Objetivo: aprender a gastar menos energía

Llevamos años oyendo hablar de racionalizar el consumo eléctrico. Por una parte, porque es necesario luchar contra el cambio climático incluso con pequeños gestos que permitan a los hogares y oficinas consumir menor cantidad de energía eléctrica

Objetivo: aprender a gastar menos energía

14 abril 2009

Y, por otra, porque en los tiempos que vivimos ahorrar unos euros en la factura eléctrica no está de más. Quizá no resuelva el final de mes, pero muchas iniciativas sumadas sí suponen un ahorro significativo a final de año.

Además, nos enfrentamos a un constante aumento del consumo eléctrico que cada año se agrava un poco más. En el 2003, según el INE, algo más del 41% de los hogares contaba con un ordenador de sobremesa y tan sólo un 6,5% disponía de un portátil. Durante el 2008, según cifras del mismo organismo, estos porcentajes se habían elevado al 52% y el 26,6% respectivamente.

Si a esto le sumanos que cada vez tenemos más y más equipos electrónicos de toda clase y condición (móviles, home cinema, consolas, cargadores de todo tipo, marcos digitales, aire acondicionado, etc.), podemos hacernos una idea de la imparable necesidad de más y más energía eléctrica para los hogares.

Y si esto se da en el ámbito doméstico, no menos importante es el empresarial, donde el número de PCs ha crecido exponencialmente, casi parejo al número de servidores y sistemas de almacenamiento en red necesarios para gestionar las aplicaciones corporativas.
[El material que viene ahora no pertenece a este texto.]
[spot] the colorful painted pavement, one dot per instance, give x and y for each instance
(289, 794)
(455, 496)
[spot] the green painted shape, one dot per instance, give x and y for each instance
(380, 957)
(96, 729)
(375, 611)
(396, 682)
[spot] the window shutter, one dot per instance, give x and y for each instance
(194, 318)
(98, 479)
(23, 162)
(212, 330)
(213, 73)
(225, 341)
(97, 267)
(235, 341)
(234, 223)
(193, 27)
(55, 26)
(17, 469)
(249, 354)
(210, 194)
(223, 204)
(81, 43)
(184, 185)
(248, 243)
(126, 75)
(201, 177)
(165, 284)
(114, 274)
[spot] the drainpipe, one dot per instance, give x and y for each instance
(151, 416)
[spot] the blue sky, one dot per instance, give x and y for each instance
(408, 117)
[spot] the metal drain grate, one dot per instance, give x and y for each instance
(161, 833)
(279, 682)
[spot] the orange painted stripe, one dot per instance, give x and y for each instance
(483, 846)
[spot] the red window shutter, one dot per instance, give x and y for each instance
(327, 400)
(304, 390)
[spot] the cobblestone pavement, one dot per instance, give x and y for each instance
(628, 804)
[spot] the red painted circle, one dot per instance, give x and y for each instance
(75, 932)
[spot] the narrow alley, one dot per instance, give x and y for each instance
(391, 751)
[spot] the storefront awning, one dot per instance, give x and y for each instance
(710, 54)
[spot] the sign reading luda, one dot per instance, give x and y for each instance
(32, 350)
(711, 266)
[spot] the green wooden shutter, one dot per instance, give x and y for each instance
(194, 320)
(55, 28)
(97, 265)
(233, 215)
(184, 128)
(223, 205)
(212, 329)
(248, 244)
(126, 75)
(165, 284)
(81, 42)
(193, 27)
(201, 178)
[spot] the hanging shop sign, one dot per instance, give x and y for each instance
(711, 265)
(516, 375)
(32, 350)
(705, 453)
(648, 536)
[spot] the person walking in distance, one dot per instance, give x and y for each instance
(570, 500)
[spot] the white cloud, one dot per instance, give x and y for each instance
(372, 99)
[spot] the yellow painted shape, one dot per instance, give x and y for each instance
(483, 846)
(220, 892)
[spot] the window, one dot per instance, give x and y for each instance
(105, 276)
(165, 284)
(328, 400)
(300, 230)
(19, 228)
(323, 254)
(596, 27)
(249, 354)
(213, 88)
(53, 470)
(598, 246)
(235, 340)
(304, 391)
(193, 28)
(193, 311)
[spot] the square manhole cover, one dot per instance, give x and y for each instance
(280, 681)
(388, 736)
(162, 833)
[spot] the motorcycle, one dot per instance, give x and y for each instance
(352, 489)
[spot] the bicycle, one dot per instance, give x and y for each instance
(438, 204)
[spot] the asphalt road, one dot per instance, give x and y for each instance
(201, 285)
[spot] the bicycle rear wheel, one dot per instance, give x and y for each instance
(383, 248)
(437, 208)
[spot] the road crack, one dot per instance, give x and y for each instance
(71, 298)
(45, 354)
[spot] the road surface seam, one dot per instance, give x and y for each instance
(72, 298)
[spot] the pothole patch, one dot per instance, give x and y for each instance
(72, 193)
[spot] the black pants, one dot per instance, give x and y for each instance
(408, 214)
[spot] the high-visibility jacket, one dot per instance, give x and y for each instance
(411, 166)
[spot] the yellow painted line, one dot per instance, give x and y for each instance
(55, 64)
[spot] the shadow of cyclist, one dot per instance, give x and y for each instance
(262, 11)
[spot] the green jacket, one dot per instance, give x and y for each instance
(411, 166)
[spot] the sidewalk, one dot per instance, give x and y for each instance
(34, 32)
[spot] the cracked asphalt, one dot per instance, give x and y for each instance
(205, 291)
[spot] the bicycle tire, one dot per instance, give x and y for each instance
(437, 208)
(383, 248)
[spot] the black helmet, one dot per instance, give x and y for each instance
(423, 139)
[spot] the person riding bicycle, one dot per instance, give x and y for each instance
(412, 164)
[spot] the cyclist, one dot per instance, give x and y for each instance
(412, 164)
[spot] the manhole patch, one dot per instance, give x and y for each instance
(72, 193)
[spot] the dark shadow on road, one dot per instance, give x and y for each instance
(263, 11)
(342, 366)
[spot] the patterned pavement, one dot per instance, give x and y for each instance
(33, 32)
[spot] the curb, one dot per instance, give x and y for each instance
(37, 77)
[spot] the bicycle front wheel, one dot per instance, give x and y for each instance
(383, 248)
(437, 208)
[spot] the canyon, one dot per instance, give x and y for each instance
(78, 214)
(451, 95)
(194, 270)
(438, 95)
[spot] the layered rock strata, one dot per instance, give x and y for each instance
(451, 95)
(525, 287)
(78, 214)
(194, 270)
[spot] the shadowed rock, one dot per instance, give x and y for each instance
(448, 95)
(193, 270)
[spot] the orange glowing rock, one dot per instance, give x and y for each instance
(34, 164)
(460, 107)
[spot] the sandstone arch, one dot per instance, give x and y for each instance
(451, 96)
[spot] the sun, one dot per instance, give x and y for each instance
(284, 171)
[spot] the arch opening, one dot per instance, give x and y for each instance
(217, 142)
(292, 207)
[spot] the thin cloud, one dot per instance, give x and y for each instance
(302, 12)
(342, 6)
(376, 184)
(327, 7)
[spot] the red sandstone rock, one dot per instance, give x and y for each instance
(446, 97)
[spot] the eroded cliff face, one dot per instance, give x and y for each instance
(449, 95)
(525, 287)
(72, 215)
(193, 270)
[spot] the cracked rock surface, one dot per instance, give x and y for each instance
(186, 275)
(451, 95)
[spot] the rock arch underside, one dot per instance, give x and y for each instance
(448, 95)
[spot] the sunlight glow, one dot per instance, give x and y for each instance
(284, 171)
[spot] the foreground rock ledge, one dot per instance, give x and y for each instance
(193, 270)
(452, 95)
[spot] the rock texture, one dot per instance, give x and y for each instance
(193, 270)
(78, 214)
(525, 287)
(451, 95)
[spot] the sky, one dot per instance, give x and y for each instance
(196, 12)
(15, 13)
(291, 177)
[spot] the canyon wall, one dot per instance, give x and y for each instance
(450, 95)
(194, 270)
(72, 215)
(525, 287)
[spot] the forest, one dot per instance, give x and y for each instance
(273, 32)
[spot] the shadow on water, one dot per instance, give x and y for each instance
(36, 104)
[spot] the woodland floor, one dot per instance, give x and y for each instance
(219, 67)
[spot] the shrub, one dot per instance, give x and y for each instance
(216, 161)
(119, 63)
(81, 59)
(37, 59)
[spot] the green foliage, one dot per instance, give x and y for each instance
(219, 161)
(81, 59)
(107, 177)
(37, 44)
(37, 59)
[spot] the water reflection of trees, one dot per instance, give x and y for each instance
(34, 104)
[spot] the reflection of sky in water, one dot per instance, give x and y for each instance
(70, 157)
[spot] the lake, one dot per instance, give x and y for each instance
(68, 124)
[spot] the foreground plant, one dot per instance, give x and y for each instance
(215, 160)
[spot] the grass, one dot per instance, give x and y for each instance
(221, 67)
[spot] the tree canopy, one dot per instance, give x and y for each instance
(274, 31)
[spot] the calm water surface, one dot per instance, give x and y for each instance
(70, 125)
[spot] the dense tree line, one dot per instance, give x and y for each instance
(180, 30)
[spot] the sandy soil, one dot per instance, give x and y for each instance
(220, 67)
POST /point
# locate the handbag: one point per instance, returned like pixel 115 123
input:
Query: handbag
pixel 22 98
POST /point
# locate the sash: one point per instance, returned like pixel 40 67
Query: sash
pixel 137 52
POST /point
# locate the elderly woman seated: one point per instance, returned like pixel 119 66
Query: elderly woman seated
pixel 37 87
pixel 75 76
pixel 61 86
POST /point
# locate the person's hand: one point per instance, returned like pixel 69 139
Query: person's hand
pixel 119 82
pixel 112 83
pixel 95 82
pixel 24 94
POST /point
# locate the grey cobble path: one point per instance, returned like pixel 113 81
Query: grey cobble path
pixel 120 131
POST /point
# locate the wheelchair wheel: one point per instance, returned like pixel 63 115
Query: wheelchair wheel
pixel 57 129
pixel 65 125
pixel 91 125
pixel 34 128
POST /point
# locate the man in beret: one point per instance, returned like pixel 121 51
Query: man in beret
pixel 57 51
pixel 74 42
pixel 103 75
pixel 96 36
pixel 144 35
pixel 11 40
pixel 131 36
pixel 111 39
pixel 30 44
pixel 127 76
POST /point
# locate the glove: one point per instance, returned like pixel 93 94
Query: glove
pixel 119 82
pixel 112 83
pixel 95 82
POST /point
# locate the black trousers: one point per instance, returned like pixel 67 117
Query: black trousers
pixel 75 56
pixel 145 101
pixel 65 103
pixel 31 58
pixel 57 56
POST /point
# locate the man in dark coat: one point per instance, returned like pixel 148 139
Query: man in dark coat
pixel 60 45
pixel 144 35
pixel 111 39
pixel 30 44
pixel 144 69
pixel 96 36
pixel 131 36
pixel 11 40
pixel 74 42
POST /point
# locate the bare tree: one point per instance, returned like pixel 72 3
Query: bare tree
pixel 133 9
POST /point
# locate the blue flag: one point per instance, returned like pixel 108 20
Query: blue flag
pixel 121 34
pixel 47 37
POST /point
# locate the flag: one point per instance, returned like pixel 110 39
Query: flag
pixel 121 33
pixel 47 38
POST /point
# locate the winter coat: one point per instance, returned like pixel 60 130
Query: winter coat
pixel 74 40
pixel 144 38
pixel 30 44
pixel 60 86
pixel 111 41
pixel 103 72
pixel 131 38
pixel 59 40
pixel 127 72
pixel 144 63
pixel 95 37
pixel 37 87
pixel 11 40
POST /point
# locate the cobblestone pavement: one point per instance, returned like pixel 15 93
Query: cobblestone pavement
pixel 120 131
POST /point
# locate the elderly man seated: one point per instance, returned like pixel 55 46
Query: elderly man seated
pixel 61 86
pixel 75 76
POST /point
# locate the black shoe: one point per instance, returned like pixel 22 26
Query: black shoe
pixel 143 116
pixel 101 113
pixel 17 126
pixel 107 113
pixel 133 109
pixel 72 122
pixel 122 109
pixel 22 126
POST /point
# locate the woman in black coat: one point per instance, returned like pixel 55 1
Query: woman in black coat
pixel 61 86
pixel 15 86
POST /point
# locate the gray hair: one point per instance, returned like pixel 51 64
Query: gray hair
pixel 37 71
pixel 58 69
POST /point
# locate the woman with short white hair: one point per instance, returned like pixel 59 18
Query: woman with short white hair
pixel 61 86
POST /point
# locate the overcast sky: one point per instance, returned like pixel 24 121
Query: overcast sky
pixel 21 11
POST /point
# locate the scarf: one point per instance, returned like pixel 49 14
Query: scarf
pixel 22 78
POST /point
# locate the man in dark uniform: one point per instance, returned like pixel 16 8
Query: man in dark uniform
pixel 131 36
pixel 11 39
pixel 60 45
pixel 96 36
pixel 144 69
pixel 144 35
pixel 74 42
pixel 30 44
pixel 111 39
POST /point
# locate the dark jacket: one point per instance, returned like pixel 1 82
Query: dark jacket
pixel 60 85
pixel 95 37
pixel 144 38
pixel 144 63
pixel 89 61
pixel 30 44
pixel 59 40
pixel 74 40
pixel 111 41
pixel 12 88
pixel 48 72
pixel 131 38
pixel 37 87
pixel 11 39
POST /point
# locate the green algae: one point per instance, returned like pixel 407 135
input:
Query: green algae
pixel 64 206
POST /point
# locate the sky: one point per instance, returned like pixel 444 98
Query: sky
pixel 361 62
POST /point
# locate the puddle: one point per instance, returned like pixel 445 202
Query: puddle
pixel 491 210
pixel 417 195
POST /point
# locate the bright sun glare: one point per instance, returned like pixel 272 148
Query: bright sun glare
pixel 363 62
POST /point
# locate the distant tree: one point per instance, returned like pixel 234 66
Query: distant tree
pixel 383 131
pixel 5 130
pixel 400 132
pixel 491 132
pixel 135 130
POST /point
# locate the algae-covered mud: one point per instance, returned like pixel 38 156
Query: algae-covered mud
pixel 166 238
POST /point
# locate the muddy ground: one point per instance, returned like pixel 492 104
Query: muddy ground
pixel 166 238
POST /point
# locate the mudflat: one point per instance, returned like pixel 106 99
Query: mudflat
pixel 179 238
Menor consumo, la solución

De cara a los próximos años es inviable plantear que la solución pase por reducir drásticamente el numero de sistemas informáticos y equipos electrónicos que nos rodean o aumentar de manera considerable la generación de energía.

Lo primero porque vivimos en una sociedad informatizada que no va a renunciar a los logros conseguidos, y lo segundo porque supondría recurrir de manera masiva a fuentes de energía no renovables o delicadas, como la nuclear, cuando el objetivo es no depender de ellas.

Por ello, nuestro granito de arena pasa por reducir el consumo global de los equipos y aplicar, a nivel a individual, algunas sencillas pautas de uso. De entrada, los actuales ordenadores de sobremesa consumen entre un 20 y 40% menos de energía que los modelos de hace unos pocos años. Esto ha sido posible gracias a los esfuerzos realizados por los fabricantes, sobre todo de procesadores, uno de los elementos que más energía necesita.

La otra buena noticia es que los portátiles son ya una tendencia imparable. Esto equipos, además de compactos y atractivos, consumen mucha menos energía que un sobremesa convencional, lo que también nos ayudará a moderar el consumo eléctrico global.

Ahora bien, donde aún tenemos que trabajar mucho es en los «consumos fantasma». Se trata de la energía consumida por las decenas de transformadores y aparatos que podemos tener repartidos por una casa convencional y que, a pesar de que no los estemos usando, consumen una pequeña cantidad de energía para mantenerse alerta.

Así, cuando pulsamos el botón de encendido de nuestro PC de sobremesa, este se enciende. Sin embargo, la placa base estaba consumiendo una pequeña cantidad de energía para mantenerse alerta y detectar la pulsación que provocó el encendido.